Closed Uzlopak closed 1 year ago
https://dev.to/samchon/good-bye-typescript-is-ancestor-of-typia-20000x-faster-validator-49fi
Around the same time, I had made another library named typescript-json.
It performs AoT (Ahead of Time) compliation like typescript-is, but it was not for runtime validation, but for JSON schema generation. About JSON serialization boosting, typescript-json had utilized fast-json-stringify by automatically generated JSON schema.
For reference, purpose of typescript-json was to accomplish below nestia, generating Swagger Documents with pure TypeScript type.
Thanks for notification. As typia
had started from wrapper of fast-json-stringify
(at that time, package name was typescript-json
), I'm still using string serializer of fast-json-stringify
. I'll update string serializer following fast-json-stringify
. Also, I'll perform benchmark again with latest version of fast-json-stringify
.
By the way, typia
has four stringify functions and assertStringify
is simliar with fast-json-stringify
. Benchmark result is showing all of those typia
stringify functions (https://typia.io/docs/json/stringify/#performance), but as normal users don't know the difference, I can understand why you feel it as unfair. About this topic, how about adding a comment that fast-json-stringify
is similar with typia.assertStringify()
under the graph? If you want, you can edit https://github.com/samchon/typia/blob/master/website/pages/docs/json/stringify.mdx#L497-L507, and send a PR for that.
stringify
isStringify
assertStringify
validateStringify
Sure, I will provide a PR.
Please check if the patch for serializer for asString makes a perf boost. If you see a performance regression, than I would need to investigate.

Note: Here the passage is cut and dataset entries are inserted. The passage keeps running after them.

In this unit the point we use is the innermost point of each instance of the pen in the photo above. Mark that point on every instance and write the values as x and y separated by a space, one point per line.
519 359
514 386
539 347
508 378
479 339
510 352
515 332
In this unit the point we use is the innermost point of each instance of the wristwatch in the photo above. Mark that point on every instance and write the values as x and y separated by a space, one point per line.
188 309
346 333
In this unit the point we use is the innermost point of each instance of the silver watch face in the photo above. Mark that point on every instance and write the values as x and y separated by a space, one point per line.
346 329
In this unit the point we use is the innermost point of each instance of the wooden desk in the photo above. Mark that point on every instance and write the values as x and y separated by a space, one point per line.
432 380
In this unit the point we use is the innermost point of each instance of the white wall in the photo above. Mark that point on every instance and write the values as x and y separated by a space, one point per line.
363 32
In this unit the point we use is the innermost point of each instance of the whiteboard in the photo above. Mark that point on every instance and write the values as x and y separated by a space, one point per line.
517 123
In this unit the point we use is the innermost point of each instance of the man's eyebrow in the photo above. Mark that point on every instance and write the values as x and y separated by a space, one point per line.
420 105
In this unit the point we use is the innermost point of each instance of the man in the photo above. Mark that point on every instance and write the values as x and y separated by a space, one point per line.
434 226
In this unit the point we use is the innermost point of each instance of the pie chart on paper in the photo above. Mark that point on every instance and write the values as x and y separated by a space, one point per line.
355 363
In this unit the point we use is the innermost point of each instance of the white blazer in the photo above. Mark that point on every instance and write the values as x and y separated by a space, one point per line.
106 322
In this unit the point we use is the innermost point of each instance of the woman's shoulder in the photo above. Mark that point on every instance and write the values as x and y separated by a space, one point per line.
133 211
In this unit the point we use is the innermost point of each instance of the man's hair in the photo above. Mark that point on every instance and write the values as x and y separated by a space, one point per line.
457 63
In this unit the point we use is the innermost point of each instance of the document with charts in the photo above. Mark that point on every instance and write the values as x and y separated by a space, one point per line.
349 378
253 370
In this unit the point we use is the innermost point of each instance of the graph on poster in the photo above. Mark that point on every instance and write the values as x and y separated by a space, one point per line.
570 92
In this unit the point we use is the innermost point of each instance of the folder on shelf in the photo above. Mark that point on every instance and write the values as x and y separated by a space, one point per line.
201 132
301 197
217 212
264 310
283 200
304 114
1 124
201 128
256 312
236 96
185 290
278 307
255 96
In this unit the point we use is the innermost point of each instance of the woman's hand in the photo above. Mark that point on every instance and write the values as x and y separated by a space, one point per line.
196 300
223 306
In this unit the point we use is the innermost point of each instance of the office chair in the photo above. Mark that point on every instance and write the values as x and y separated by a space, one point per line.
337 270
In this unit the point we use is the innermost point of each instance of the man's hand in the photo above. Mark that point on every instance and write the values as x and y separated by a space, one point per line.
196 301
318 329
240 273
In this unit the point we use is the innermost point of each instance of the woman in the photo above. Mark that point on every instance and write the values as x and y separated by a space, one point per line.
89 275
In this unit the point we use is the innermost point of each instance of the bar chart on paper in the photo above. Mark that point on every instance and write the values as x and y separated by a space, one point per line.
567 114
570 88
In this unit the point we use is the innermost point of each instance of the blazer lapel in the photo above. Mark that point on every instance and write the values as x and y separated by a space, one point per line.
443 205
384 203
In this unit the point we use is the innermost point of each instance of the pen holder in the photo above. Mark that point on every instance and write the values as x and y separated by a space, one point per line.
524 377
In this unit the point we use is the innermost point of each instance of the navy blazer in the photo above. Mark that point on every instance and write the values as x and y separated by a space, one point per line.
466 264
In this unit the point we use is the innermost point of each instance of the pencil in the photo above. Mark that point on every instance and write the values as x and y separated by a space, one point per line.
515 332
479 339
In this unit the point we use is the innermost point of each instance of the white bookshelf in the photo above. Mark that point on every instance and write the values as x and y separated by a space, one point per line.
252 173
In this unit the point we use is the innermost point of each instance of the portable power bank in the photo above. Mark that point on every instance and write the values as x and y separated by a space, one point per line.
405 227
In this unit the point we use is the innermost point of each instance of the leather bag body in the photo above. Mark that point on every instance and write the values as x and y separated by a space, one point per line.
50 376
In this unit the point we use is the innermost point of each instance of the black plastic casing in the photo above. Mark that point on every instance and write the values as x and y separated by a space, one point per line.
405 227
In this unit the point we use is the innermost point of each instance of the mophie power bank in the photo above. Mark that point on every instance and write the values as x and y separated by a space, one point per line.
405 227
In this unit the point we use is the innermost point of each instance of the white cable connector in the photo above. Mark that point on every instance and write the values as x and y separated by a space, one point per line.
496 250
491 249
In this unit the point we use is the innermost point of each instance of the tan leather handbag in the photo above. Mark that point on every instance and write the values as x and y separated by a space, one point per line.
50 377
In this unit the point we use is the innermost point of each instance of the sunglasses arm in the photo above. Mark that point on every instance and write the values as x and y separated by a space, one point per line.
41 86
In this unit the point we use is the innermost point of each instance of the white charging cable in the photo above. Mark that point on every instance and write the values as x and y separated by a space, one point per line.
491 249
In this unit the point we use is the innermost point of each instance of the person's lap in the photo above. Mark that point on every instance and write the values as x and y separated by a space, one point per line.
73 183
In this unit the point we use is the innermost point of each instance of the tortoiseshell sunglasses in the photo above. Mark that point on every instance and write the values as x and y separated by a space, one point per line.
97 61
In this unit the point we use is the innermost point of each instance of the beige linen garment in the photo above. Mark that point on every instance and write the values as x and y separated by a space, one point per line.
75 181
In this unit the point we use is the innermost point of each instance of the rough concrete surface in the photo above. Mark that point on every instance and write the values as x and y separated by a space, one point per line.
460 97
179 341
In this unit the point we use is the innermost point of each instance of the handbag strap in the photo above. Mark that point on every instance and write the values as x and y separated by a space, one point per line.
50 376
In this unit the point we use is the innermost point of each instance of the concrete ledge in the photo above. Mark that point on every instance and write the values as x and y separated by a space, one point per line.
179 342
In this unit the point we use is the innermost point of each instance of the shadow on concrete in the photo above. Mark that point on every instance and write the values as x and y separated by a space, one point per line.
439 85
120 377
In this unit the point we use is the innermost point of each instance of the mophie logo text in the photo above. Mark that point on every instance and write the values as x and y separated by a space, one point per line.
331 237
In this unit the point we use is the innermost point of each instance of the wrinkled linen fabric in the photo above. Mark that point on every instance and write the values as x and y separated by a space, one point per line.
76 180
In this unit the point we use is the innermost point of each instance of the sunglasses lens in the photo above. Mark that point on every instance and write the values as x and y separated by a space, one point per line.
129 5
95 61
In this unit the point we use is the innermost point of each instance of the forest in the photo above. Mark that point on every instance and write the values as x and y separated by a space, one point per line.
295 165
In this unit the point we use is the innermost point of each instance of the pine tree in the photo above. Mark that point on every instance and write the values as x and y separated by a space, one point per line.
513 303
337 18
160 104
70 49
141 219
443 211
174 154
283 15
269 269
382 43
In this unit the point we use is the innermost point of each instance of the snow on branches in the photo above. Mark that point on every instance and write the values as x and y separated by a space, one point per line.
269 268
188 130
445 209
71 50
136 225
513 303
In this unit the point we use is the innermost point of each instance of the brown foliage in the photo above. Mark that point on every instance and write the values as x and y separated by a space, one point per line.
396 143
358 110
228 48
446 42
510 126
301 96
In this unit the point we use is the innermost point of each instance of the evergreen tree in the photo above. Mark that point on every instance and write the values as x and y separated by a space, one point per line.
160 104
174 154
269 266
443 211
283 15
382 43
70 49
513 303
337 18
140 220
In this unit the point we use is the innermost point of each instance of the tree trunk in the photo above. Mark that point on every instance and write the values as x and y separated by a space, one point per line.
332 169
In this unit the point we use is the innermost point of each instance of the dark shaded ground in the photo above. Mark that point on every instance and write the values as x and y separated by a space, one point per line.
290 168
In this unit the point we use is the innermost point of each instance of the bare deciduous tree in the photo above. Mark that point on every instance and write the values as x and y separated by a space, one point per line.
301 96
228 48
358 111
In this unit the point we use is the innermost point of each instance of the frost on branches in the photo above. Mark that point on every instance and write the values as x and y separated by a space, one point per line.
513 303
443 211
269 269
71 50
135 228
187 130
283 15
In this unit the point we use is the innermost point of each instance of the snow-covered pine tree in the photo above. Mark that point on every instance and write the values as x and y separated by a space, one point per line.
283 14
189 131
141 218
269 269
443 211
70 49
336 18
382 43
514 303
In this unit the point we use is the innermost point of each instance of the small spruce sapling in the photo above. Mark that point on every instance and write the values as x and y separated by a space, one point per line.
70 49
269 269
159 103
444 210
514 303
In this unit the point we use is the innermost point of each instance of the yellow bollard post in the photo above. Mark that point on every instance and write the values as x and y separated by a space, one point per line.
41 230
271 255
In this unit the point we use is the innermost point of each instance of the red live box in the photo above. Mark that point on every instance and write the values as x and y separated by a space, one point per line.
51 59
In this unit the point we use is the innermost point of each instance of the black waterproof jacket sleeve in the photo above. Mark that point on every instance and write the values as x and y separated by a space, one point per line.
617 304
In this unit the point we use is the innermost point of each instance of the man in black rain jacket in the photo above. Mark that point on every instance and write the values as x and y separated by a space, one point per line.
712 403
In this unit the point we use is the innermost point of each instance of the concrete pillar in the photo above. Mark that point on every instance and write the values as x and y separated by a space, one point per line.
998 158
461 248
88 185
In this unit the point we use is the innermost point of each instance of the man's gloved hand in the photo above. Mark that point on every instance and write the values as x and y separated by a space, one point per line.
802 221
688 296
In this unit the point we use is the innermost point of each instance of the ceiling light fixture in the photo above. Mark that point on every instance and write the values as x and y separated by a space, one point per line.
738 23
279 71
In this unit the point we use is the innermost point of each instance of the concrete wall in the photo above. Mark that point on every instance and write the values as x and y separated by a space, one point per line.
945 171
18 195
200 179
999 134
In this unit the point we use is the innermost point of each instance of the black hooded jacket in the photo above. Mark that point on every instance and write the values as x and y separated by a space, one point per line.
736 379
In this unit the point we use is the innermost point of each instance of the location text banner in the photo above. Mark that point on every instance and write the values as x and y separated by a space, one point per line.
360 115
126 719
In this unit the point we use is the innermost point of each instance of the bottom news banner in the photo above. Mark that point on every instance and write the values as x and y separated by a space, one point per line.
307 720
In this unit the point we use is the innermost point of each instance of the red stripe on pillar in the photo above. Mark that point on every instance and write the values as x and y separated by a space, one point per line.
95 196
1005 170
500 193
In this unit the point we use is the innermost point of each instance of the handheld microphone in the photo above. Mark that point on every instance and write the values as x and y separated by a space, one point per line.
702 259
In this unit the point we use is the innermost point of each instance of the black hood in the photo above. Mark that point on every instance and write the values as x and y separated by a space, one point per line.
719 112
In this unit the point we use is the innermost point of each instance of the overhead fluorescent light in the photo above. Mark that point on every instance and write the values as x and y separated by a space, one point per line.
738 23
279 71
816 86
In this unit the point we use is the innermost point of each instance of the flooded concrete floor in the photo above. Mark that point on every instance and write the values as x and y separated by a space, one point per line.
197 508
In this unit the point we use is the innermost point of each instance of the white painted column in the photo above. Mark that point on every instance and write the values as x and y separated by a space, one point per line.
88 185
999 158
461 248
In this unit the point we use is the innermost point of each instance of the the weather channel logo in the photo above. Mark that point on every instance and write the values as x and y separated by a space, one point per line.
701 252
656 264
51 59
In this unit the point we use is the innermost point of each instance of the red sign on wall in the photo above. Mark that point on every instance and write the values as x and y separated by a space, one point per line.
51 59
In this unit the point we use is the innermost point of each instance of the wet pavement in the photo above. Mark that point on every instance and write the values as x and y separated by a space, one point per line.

You can measure benchmark of typia.stringify<T>()
function by below commands.
# PREVIOUS SMALL-STRING
git clone https://github.com/samchon/typia -b features/original typia@original
cd typia@original
npm install
npm run benchmark
# ADVANCED SMALL-STRING
cd ..
git clone https://github.com/samchon/typia -b features/stringify typia@advanced
cd typia@advanced
npm install
npm run benchmark
By the way, as my benchmark program of stringify
function handling composite types, it would much better to make a new dedicated benchmark function for only your asStringSmall()
function.
https://github.com/samchon/typia/blob/features/stringify/test/issues/736.ts
I made a dedicated benchmark, and you can run it through:
git clone https://github.com/samchon/typia -b features/stringify typia@stringify
cd typia@stringify
npm install
npm run issue 736
@Uzlopak Fixed length to be 41, and new algorithm became slower than before
previous 6867.585931699803
advanced 6861.237658316788
When fix length to be 5, and new algorithm is still slower
previous 33501.367175249296
advanced 33126.283614757245
Yes, the number 42 is super arbitrary. I asked @mcollina why 42, but it seems it was a random number.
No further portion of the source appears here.